Pentagon Papers II: Iraq

Looks like the York Times has a scoop today, and is looking to do a sequel to its famous Pentagon Papers dustup. (free registration required):
WASHINGTON, July 4 — An American military planning document calls for air, land and sea-based forces to attack Iraq from three directions — the north, south and west — in a campaign to topple President Saddam Hussein, according to a person familiar with the document.
The document envisions tens of thousands of marines and soldiers probably invading from Kuwait. Hundreds of warplanes based in as many as eight countries, possibly including Turkey and Qatar, would unleash a huge air assault against thousands of targets, including airfields, roadways and fiber-optics communications sites.

If I’m reading this Times piece correctly, they’ve got a single source who described the document to them — and apparently, didn’t even let them see it themselves. And he’s got a beef against it, too:
The source familiar with the document described its contents to The New York Times on the condition of anonymity, expressing frustration that the planning reflected at least in this set of briefing slides was insufficiently creative, and failed to incorporate fully the advances in tactics and technology that the military has made since the Persian Gulf war in 1991.

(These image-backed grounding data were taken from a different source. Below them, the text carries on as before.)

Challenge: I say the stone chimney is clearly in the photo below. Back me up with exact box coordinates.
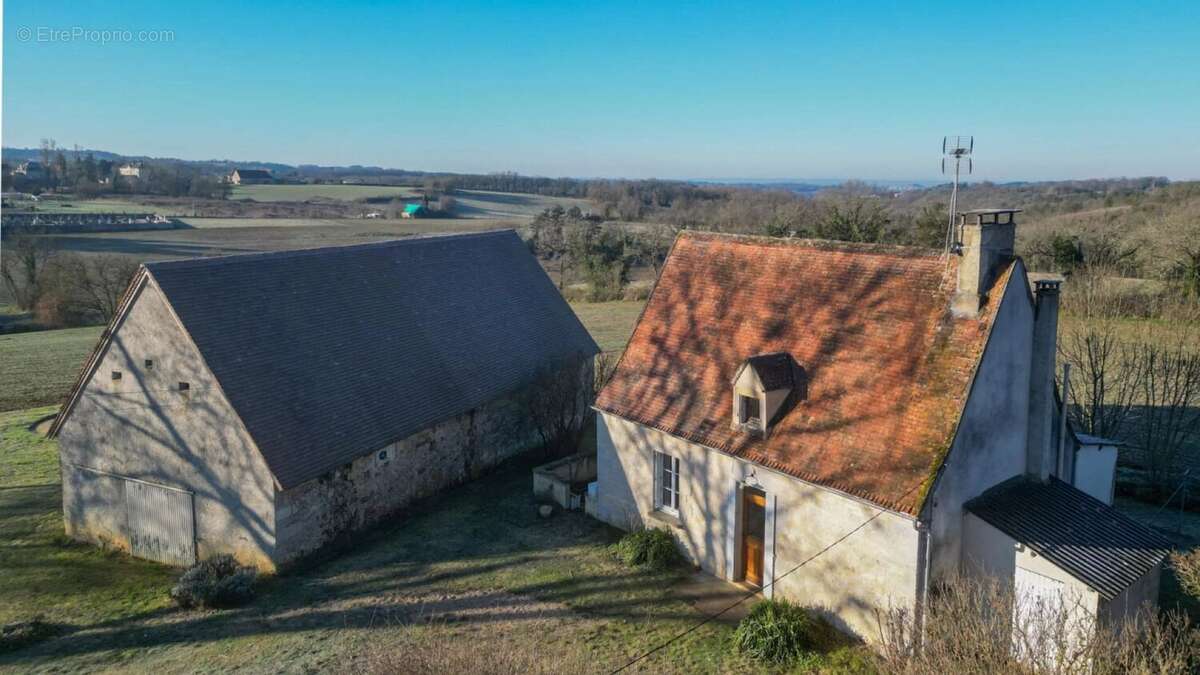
[1026,279,1061,481]
[951,209,1019,318]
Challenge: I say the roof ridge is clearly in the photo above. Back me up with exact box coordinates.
[144,229,517,270]
[678,229,943,259]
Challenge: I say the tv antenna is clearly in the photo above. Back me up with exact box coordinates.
[941,135,973,255]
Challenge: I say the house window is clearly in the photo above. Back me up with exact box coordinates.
[740,395,761,426]
[654,451,680,515]
[144,359,154,369]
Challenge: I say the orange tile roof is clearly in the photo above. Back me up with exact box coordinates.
[595,231,1017,515]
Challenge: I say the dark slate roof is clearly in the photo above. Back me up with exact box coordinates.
[234,168,272,178]
[966,477,1171,600]
[146,231,597,489]
[746,352,795,391]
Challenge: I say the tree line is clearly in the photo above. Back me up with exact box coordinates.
[1,236,138,329]
[2,138,228,199]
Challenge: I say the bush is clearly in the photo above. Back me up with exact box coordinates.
[1170,547,1200,598]
[733,599,831,665]
[0,619,58,654]
[612,528,681,571]
[170,555,258,609]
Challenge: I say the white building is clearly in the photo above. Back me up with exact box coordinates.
[592,210,1168,642]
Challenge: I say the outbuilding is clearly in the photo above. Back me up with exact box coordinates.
[51,231,598,569]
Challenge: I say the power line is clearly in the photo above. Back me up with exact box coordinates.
[611,480,924,674]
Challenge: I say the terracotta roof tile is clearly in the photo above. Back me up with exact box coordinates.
[596,231,1015,514]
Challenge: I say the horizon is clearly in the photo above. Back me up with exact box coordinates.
[1,144,1175,187]
[4,1,1199,181]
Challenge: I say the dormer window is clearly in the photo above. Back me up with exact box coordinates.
[731,352,803,434]
[739,395,762,427]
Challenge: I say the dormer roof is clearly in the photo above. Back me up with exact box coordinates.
[743,352,795,391]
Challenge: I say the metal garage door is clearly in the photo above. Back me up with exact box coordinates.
[125,479,196,566]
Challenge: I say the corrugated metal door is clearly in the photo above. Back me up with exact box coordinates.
[125,479,196,566]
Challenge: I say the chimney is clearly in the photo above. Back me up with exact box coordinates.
[1026,279,1061,481]
[951,209,1019,318]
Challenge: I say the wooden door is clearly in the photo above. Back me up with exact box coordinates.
[742,488,766,587]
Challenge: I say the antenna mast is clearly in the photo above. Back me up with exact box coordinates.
[941,135,973,255]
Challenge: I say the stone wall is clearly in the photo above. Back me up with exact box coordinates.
[273,374,562,564]
[58,276,278,569]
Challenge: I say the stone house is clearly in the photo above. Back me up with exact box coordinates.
[593,211,1169,642]
[51,231,598,570]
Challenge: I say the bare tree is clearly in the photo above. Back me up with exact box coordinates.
[527,353,595,458]
[1058,268,1146,440]
[55,254,141,321]
[876,574,1198,675]
[1133,338,1200,494]
[0,236,58,310]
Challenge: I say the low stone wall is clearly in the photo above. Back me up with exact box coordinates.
[533,452,597,510]
[273,379,551,565]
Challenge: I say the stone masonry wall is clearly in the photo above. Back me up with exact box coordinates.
[273,375,562,565]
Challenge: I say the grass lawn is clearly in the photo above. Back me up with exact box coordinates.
[570,301,646,353]
[0,326,103,413]
[0,408,177,635]
[0,405,834,673]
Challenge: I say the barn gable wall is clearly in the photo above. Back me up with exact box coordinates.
[57,278,278,569]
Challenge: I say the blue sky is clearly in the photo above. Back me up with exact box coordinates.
[4,1,1198,180]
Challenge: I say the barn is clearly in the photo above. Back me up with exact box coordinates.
[50,231,598,570]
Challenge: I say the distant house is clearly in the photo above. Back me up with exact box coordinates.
[228,168,273,185]
[51,231,598,570]
[401,203,428,218]
[593,210,1168,643]
[13,161,47,180]
[117,163,142,179]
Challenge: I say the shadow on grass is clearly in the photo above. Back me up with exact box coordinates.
[0,456,712,667]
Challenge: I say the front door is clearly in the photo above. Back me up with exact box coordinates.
[742,487,766,587]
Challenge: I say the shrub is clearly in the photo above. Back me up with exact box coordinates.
[612,528,681,571]
[877,575,1199,675]
[170,555,258,609]
[0,619,58,654]
[732,599,831,665]
[1170,547,1200,598]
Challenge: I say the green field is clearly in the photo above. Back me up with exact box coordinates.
[229,184,420,202]
[230,184,592,218]
[0,327,103,413]
[16,197,179,215]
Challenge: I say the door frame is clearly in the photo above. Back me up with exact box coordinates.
[726,479,777,598]
[742,486,767,587]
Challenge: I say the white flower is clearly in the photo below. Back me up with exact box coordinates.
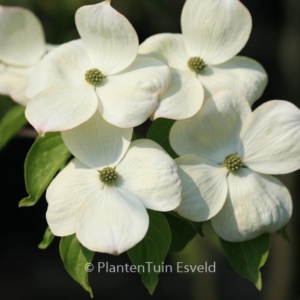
[0,6,49,105]
[46,112,181,254]
[139,0,268,121]
[25,1,170,135]
[169,90,300,242]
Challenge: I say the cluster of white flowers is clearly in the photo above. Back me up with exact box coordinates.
[0,6,54,105]
[1,0,300,255]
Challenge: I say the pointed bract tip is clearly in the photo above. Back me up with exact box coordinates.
[112,250,120,256]
[38,129,46,137]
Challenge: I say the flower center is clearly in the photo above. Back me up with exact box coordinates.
[224,154,242,172]
[99,167,118,184]
[188,57,205,72]
[85,68,104,85]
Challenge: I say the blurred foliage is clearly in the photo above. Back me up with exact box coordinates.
[0,95,16,119]
[0,105,27,150]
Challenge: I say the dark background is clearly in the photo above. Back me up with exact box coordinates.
[1,0,300,299]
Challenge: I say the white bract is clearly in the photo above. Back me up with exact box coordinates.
[25,0,170,135]
[139,0,268,120]
[0,6,49,105]
[170,90,300,242]
[46,112,181,254]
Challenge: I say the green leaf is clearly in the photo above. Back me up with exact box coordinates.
[188,221,204,237]
[132,132,137,141]
[132,127,144,140]
[220,233,270,290]
[0,105,27,150]
[60,234,94,297]
[19,132,71,207]
[147,118,178,159]
[276,226,290,243]
[164,213,196,252]
[127,210,171,294]
[38,227,55,249]
[168,211,204,237]
[0,95,15,118]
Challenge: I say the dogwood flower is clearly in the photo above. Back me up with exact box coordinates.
[0,6,49,105]
[169,90,300,242]
[139,0,268,120]
[46,112,181,254]
[25,1,170,135]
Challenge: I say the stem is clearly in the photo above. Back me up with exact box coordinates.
[17,128,38,139]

This seems like really dicey stuff, from my not-so-professional journalistic ethics perspective. At least in the Pentagon Papers, the Times had the documents in hand — they knew for sure what they said, and weren’t relying on a single source with a grudge. And even worse, this is classified information about a future military operation — not a retrospective on past mistakes as the Pentagon papers were.
Could someone help me understand how a crime wasn’t committed here? Or perhaps, several?